1. `brainstorming-five-whys` — root-cause analysis; best for convergent problem diagnosis
2. `brainstorming-question-storming` — question generation before answers; best for early discovery
3. `brainstorming-assumption-reversal` — flip core assumptions; best for paradigm-shift moments
4. `brainstorming-constraint-mapping` — surface and challenge limitations; best for blocked planning
5. `brainstorming-failure-analysis` — learn from failures; best for risk identification
6. `brainstorming-morphological-analysis` — systematic parameter combinations; best for complex option spaces
7. `brainstorming-six-thinking-hats` — multi-perspective parallel thinking; best for teams needing structured debate
8. `brainstorming-mind-mapping` — visual idea branching; best for solo or small-team exploration
9. `brainstorming-decision-tree-mapping` — map decision paths and outcomes; best for choice evaluation
10. `brainstorming-solution-matrix` — grid of variables and approaches; best for systematic option comparison
11. `brainstorming-resource-constraints` — extreme limitation imposition; best for forcing creative priorities
12. `brainstorming-role-playing` — stakeholder perspective embodiment; best for empathy and stakeholder discovery
13. `brainstorming-brain-writing-round-robin` — silent written idea building; best for inclusive large groups
14. `brainstorming-reverse-brainstorming` — generate problems to reveal solutions; best for risk and opportunity discovery
15. `brainstorming-what-if-scenarios` — radical possibility exploration; best for breaking stuck thinking
16. `brainstorming-first-principles-thinking` — rebuild from fundamental truths; best for breakthrough innovation
17. `brainstorming-values-archaeology` — excavate deep motivating values; best for alignment and priority conflicts
18. `brainstorming-alien-anthropologist` — outsider's bewildered perspective; best for surfacing hidden assumptions
19. `brainstorming-chaos-engineering` — deliberate stress-testing; best for resilience and risk planning
20. `brainstorming-anti-solution` — generate ways to make the problem worse; best for revealing hidden assumptions

**Step 5 — Hand-off.** Tell the user which skill to invoke next.
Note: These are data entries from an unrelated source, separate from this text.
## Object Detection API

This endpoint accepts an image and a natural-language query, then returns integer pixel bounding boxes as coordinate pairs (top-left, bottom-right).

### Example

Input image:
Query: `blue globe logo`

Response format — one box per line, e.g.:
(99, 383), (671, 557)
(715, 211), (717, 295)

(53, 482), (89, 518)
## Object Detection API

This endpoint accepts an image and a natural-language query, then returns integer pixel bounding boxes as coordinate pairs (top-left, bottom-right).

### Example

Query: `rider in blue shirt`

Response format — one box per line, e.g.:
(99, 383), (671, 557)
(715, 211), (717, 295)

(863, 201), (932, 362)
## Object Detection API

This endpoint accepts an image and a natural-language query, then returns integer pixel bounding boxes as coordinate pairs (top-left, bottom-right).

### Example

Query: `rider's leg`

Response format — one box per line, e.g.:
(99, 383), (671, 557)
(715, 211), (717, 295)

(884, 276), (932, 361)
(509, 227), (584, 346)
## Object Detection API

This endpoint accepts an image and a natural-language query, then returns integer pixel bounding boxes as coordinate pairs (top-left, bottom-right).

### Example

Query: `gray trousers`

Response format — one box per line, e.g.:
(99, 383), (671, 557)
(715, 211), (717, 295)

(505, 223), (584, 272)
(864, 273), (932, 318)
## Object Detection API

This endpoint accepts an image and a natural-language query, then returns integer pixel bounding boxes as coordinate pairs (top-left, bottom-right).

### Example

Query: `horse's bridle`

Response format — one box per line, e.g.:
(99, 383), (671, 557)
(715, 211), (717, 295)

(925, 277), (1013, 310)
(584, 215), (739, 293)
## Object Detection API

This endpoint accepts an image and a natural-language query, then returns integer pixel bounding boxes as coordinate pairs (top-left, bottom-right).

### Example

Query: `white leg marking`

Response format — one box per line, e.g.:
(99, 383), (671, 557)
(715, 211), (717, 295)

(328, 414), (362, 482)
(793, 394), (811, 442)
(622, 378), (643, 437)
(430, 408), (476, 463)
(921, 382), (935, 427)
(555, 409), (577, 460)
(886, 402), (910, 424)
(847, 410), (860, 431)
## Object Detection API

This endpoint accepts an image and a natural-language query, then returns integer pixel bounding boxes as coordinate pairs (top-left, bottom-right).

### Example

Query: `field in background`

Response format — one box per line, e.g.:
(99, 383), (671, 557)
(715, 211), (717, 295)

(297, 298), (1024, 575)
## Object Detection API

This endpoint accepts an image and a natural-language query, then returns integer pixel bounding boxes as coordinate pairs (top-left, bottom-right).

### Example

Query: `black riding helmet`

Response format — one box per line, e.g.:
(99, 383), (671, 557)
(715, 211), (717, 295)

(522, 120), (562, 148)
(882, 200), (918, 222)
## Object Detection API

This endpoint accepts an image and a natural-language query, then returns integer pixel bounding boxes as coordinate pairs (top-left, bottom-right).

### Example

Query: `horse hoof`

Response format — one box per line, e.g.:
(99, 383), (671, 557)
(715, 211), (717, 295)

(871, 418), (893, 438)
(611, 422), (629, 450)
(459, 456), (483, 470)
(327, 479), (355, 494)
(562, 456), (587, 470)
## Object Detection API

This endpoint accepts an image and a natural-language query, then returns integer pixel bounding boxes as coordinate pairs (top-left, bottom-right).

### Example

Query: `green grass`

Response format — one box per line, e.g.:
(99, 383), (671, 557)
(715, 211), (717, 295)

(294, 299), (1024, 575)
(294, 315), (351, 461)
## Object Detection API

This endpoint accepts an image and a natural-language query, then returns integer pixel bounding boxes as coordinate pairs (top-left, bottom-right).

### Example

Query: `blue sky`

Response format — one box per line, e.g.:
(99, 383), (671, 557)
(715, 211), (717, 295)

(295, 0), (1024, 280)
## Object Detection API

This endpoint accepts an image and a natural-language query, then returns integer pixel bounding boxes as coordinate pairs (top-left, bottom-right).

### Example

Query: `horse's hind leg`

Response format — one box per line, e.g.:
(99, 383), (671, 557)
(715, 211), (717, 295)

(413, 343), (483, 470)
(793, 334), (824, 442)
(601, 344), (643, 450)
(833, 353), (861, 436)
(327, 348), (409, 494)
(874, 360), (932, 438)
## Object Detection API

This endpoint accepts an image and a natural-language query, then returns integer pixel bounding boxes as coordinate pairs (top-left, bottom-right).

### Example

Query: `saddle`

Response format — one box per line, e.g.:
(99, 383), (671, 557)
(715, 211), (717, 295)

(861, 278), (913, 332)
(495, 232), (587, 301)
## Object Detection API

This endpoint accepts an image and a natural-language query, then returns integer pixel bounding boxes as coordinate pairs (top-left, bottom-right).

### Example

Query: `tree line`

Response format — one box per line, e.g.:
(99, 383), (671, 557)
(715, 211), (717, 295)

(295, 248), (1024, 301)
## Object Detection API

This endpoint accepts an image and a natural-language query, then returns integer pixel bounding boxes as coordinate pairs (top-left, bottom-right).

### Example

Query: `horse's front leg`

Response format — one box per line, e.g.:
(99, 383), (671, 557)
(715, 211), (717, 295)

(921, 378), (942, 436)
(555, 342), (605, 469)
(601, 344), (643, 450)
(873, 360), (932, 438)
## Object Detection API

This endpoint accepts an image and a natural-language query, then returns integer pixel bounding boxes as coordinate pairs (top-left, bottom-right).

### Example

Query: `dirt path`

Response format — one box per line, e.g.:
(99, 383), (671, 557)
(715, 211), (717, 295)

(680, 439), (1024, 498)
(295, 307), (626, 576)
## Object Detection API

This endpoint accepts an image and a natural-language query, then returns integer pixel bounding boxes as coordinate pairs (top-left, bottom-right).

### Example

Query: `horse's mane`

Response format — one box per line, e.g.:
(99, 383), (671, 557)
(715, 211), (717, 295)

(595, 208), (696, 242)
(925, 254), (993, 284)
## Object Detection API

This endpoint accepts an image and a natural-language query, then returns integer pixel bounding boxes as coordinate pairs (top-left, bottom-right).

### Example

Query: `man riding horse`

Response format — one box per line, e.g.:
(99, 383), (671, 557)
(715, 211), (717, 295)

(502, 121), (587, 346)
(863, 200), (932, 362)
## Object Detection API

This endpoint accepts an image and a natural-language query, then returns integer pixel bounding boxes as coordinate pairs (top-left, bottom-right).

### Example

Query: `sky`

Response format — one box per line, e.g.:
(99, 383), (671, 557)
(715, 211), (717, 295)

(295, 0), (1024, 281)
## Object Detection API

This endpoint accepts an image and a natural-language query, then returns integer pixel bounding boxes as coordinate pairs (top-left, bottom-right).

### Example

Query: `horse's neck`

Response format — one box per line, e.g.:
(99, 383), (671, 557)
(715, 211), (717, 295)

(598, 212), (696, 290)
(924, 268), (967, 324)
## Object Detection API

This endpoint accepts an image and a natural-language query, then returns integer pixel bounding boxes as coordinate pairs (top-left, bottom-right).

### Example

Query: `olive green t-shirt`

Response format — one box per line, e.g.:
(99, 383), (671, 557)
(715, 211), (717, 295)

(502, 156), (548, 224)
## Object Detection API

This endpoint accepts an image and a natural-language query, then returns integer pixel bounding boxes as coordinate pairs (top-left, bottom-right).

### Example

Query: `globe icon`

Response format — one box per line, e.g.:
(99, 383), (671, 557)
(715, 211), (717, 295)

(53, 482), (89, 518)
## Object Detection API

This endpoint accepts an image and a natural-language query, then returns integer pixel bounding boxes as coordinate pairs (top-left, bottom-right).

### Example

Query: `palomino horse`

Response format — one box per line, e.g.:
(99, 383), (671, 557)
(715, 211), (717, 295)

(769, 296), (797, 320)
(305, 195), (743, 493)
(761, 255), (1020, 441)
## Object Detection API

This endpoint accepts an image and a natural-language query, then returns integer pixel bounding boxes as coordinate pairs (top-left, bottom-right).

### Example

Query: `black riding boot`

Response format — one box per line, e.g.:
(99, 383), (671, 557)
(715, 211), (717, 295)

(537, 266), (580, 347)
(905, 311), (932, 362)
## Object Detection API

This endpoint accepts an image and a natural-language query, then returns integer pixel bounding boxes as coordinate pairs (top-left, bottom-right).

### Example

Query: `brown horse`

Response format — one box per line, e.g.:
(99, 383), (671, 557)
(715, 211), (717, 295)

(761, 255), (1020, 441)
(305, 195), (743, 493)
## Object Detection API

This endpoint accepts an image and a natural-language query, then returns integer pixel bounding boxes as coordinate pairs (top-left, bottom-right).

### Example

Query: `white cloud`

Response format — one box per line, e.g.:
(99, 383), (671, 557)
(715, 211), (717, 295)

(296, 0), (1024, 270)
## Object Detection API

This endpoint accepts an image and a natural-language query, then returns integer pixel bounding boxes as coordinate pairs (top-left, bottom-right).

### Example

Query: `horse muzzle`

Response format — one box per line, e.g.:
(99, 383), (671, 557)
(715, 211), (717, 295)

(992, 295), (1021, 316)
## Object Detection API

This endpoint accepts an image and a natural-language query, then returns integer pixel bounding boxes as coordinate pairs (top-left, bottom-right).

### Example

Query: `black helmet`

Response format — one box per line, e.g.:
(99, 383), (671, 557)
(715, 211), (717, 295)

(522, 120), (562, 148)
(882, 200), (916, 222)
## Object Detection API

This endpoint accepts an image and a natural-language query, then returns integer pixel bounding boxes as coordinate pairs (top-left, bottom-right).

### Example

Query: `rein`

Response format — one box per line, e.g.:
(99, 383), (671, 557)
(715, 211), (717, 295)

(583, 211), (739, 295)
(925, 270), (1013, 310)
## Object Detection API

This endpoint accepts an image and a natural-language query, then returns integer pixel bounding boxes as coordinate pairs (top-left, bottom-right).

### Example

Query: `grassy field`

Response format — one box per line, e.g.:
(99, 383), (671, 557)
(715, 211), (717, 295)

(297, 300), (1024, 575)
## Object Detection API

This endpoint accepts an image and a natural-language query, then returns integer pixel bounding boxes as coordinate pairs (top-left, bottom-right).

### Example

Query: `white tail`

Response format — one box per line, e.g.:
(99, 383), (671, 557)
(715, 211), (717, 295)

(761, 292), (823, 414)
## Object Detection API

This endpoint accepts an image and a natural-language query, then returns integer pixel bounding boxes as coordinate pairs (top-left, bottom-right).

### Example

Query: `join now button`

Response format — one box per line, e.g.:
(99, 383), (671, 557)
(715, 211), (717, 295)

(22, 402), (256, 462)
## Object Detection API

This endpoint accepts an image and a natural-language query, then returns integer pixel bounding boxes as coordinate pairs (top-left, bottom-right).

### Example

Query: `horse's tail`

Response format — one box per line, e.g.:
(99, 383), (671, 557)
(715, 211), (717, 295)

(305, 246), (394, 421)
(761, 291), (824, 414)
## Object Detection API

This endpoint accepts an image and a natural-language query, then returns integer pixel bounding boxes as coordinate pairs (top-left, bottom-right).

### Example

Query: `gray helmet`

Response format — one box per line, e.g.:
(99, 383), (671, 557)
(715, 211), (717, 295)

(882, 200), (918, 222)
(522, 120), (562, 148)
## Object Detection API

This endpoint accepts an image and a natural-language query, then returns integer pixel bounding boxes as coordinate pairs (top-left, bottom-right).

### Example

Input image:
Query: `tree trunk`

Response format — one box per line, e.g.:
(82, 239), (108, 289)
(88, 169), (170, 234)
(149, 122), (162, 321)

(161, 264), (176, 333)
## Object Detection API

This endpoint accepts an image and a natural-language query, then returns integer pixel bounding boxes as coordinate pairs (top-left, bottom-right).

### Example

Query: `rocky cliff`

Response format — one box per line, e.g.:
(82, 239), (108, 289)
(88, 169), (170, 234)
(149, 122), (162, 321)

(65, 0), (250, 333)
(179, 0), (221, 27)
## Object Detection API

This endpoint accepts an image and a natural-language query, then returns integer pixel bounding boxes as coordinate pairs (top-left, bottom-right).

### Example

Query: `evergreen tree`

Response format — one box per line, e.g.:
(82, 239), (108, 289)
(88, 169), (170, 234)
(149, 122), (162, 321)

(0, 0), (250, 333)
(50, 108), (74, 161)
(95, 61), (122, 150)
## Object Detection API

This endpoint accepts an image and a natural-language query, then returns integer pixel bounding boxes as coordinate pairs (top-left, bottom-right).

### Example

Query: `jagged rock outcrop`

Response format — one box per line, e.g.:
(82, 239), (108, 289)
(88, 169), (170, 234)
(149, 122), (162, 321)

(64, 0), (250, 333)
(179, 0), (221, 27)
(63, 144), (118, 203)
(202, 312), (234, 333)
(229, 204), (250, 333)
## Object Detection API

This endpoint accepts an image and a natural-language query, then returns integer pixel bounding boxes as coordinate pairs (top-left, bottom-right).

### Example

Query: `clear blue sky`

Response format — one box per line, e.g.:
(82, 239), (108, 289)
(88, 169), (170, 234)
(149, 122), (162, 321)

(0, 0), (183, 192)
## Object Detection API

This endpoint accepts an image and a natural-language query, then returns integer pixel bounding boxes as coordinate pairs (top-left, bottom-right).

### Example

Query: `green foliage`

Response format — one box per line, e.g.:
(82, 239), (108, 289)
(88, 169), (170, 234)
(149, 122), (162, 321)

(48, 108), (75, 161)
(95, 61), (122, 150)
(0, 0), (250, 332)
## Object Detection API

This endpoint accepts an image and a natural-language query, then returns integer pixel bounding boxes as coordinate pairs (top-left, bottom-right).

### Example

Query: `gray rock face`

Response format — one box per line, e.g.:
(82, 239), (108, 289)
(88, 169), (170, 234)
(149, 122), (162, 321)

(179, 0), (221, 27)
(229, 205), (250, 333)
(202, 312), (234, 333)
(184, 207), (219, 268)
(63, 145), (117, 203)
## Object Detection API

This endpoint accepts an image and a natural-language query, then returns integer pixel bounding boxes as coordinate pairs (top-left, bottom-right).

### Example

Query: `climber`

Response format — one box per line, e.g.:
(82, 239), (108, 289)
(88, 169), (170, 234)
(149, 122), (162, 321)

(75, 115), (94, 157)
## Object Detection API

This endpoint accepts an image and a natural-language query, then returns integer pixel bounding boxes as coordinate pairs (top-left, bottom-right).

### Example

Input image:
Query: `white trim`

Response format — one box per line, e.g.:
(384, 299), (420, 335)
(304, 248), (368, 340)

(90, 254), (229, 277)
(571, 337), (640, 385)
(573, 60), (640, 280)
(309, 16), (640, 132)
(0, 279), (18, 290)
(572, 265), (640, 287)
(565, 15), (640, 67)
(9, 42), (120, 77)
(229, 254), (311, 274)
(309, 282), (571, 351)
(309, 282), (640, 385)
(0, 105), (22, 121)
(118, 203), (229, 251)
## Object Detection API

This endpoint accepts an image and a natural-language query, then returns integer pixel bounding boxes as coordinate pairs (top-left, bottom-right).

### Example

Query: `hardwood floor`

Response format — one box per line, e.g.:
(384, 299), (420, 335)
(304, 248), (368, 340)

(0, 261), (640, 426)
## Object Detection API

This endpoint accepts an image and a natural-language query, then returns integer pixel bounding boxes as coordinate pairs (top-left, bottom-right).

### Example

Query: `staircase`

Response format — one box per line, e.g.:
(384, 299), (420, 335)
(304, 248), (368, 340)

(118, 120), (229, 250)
Example: "To run this session, invoke `brainstorming-six-thinking-hats`." Name the skill by its kebab-case identifier so the user's agent can locate and load it.

**Step 6 — Save the artifact.** Save the filled strategy selection rationale to `docs/pm-kit/outputs/brainstorming-lab/<short-slug>.md`. `<short-slug>` is a kebab-case ASCII slug (max 40 chars) derived from the project or problem described by the user (e.g., `bookswap-stakeholder-ideation`). Confirm the final path with the user before writing. If the file exists, ask: overwrite, append a date suffix (e.g., `-2026-04-20`), or pick a new slug. The artifact begins with the three-line provenance header below (HTML comments, do not render):

```
<!-- Generated by agentic-pm-kit:brainstorming-lab on YYYY-MM-DD -->
<!-- Languages: communication=<value>, output=<value> -->
<!-- Source mode: offline | online -->
```

## Languages

The kit separates the language used for live agent–user dialogue from the language used in the saved artifact. Both values live in `.pm-kit.config.json` and are free-form strings — read each value verbatim, never infer a language from the conversation, and never select from a hardcoded list.

**Facilitation dialogue.** Speak to the user during facilitation in the language at `language.communication`. Use the string verbatim.

**Filled artifact (saved TEMPLATE.md output).** Produce the written artifact in the language at `language.output`. If `language.output` is absent or empty, fall back to `language.communication`.

Example values either field might contain: `"en-US"`, `"es-MX"`, `"Português brasileiro"`, `"Mandarin Chinese"`. Accept any string as given. This bifurcation is the normative pattern for every skill in the kit.

## Acceptance gate

When the strategy selection rationale is complete, point the user to `CHECKLIST.md` (sibling file) and ask them to verify each item. Remind them that the output must be marked **PASS** or **FAIL**. On **FAIL**, invite the user to return with specific notes so the facilitation can be resumed or corrected.